1 malchance sur 100 de se produire chaque année
Décembre 1740 - Janvier - Février 1741
Une des cinq plus importantes inondations de la Seine à Paris au cours des quatre derniers siècles.
Cours d’eau : Marne, Seine, Yonne
Villes : Genevilliers, Neuilly, Paris, Saint-Denis, Saint-Cloud, Saint-Maur, Sens, Troyes
Météorologie et hydrologie
La neige est présente sur une bonne partie du bassin de la Seine dès le début du mois d’octobre 1740. Le redoux s’installe début novembre, accompagné de pluies régulières et soutenues. « Le vent a été très violent variant entre le NO et le SO ; les pluies presque continuelles, venaient avec autant d’abondance que les orages d’été ; ce temps a duré jusqu’au 20 décembre, que le vent s’étant porté au nord, il est venu de la gelée et il est tombé un peu de neige le jour de Noël ; il tomba le matin une pluie qui occasionna un si grand verglas, qu’on ne pouvait se soutenir ; mais le lendemain le vent étant tourné au Midi, il tomba, ainsi que les jours suivants, une quantité prodigieuse d’eau poussée par un vent très violent » (Duhamel, « Observations botanico-météorologiques », in Mémoires de l’Académie des Sciences, 1741, p. 149)

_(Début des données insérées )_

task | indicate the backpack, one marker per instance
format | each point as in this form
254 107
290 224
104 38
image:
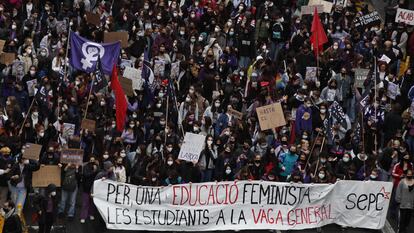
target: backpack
69 181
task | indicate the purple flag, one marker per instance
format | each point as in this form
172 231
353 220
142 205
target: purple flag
84 54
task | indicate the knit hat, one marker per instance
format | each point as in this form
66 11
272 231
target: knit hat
5 150
51 188
108 165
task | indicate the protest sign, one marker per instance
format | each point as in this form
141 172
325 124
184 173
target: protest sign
235 113
117 36
134 75
32 151
49 174
327 6
18 69
404 16
360 77
393 90
2 43
311 73
94 19
271 116
368 20
31 86
126 86
68 130
7 58
61 27
192 146
308 10
88 124
74 156
242 205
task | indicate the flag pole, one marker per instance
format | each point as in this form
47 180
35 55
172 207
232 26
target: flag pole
27 114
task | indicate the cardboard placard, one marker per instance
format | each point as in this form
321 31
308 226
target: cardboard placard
2 43
404 16
327 6
311 73
74 156
31 86
126 86
7 58
117 36
235 113
308 10
271 116
192 146
32 151
360 77
49 174
94 19
367 21
88 124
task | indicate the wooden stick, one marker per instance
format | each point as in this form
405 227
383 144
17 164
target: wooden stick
27 114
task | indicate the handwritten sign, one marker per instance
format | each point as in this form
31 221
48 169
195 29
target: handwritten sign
134 75
117 36
368 20
31 86
308 10
192 146
94 19
7 58
32 151
271 116
235 113
74 156
88 124
49 174
360 77
126 86
404 16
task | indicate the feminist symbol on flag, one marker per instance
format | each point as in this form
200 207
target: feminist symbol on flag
91 51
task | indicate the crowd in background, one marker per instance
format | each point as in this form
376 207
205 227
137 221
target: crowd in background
232 55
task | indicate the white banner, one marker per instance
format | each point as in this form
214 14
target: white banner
242 205
404 16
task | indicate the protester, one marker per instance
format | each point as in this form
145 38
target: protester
205 68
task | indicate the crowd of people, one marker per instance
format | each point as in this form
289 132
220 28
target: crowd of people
231 55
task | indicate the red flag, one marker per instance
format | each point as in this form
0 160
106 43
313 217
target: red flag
120 100
318 38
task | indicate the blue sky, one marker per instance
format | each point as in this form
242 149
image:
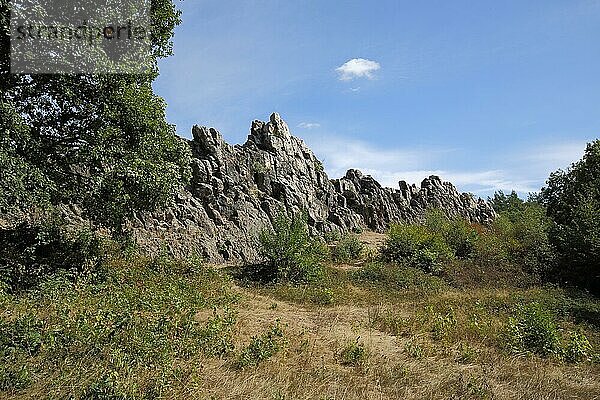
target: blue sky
489 95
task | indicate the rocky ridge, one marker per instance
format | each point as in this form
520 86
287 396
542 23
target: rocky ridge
238 190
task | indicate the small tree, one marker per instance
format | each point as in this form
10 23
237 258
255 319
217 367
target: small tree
572 199
289 250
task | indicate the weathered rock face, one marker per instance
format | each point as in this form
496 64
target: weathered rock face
236 191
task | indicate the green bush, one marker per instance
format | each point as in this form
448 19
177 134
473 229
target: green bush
533 330
459 235
349 248
354 354
262 347
291 254
572 199
23 334
29 253
578 347
417 246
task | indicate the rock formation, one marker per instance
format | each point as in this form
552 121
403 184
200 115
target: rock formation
237 190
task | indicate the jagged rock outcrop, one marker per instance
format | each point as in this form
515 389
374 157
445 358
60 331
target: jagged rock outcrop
237 190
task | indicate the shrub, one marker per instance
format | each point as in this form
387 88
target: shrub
533 330
354 354
292 255
578 348
457 233
347 249
29 253
24 334
572 199
262 347
417 246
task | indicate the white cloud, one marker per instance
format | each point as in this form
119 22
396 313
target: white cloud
389 166
358 68
308 125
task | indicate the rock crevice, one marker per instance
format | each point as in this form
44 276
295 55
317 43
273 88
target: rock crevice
236 191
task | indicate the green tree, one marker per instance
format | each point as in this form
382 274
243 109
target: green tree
291 254
503 202
572 198
101 141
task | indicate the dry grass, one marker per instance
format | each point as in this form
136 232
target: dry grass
310 367
422 339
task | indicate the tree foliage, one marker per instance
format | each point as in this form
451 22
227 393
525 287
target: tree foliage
572 198
101 141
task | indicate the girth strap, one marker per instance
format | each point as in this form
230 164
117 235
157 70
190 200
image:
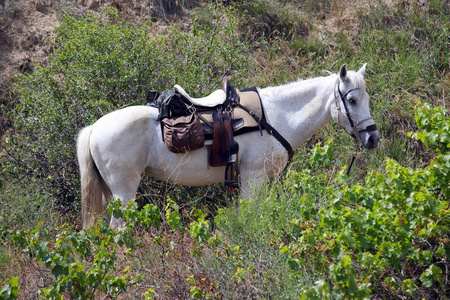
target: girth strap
272 131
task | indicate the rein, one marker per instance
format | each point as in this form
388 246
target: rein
353 124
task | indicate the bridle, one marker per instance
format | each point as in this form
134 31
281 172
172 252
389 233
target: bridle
354 125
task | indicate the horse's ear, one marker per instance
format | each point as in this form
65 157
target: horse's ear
362 71
343 72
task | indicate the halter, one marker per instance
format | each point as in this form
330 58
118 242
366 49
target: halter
353 124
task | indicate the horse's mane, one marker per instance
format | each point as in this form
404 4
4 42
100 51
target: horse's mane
290 88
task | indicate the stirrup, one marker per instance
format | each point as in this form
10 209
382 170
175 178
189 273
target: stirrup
214 99
233 182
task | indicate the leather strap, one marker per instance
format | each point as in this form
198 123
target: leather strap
272 131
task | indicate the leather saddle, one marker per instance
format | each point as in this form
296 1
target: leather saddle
216 114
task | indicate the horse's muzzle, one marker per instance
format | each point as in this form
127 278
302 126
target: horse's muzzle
369 139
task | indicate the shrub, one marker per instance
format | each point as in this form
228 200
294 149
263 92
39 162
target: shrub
99 65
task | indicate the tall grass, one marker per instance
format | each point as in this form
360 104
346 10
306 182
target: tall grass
406 47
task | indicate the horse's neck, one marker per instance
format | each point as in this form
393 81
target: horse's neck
297 110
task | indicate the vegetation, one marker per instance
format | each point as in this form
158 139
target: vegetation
316 233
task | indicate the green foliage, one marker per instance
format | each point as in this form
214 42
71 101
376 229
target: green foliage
82 263
102 64
397 221
10 290
435 125
315 234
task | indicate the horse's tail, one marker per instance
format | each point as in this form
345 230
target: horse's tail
92 184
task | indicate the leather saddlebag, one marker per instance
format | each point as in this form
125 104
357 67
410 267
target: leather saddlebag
182 134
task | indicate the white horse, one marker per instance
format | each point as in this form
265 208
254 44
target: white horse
116 150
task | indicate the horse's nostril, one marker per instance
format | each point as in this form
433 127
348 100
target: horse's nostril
372 141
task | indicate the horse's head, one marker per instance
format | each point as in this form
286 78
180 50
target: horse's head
351 107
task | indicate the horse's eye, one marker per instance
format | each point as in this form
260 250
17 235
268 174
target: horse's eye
351 100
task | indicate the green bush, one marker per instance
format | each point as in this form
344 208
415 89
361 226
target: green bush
388 236
99 65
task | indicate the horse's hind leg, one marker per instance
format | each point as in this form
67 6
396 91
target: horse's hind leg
123 188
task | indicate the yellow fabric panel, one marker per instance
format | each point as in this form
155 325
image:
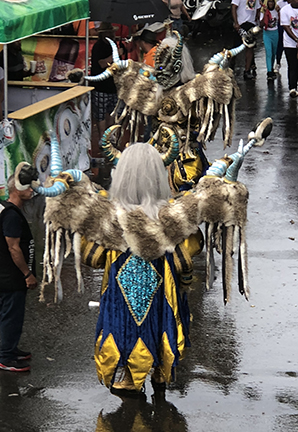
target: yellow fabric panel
171 296
111 257
106 359
167 357
96 355
140 362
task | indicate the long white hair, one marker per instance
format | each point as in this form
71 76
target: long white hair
187 72
140 180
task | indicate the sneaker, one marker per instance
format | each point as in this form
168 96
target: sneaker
293 93
271 76
125 386
15 366
158 380
254 70
22 355
247 75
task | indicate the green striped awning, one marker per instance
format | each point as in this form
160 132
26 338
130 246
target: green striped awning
22 18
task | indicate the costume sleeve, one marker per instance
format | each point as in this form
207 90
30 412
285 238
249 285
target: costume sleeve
12 224
93 255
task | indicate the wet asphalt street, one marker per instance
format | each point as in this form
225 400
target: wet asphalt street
241 373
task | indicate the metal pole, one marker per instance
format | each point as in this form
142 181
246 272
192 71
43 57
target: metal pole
5 68
87 51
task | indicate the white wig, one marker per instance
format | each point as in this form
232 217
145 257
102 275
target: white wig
187 72
140 180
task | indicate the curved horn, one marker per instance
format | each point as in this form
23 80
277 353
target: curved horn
110 151
116 57
61 184
173 150
56 161
101 77
178 49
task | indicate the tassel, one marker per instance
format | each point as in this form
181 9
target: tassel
77 256
242 266
68 243
210 266
56 261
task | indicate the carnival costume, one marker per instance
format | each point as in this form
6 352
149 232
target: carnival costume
143 321
141 236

On relève une première crue de la Seine le 7 novembre (AN, H2 1859). Les pluies se multiplient courant décembre sur des sols déjà saturés « …causant des inondations aussi grandes qu'aucune de celles dont nos histoires du Royaume ayent fait mention… » (Mem Acad Sces 1741). Les inondations ne concernent pas que le bassin de la Seine. Dans son journal l’avocat Barbier précise que « … depuis plus de deux mois, il a plu considérablement dans la France, et même dans les pays étrangers. Actuellement, jour de Noël, 25 de ce mois, Paris est entièrement inondée… ». De fait, au même moment, des crues remarquables surviennent sur les bassins de la Loire et du Rhône.
À Paris, la crue fait partie des plus grands événements connus. La hauteur maximale des eaux au pont de la Tournelle est voisine de 8 m (entre 7,90 et 8,10 m selon les reconstitutions). Seuls les événements de 1910 et 1658 lui sont supérieurs avec respectivement 8.40 m et 8.80 m. En dehors de Paris les hauteurs d’eau sont aussi remarquables. « (…) Il suffit de dire à présent que les plaines autour de Paris ne faisaient qu’une mer, il y eut plusieurs maisons d’emportées. Les plus grands arbres ne paraissaient plus (…) » (AN, K 1022). La Seine a atteint 6.34 m au pont de Villeneuve St-Georges (AP, SNS 1130 (enquête Belgrand).
À l’inondation de surface, il faut ajouter à Paris l’envahissement des caves, consécutif à la montée de la nappe souterraine. La carte levée à l’époque par le géographe Philippe Buache, de l’Académie des Sciences, donne une idée assez précise du périmètre inondé.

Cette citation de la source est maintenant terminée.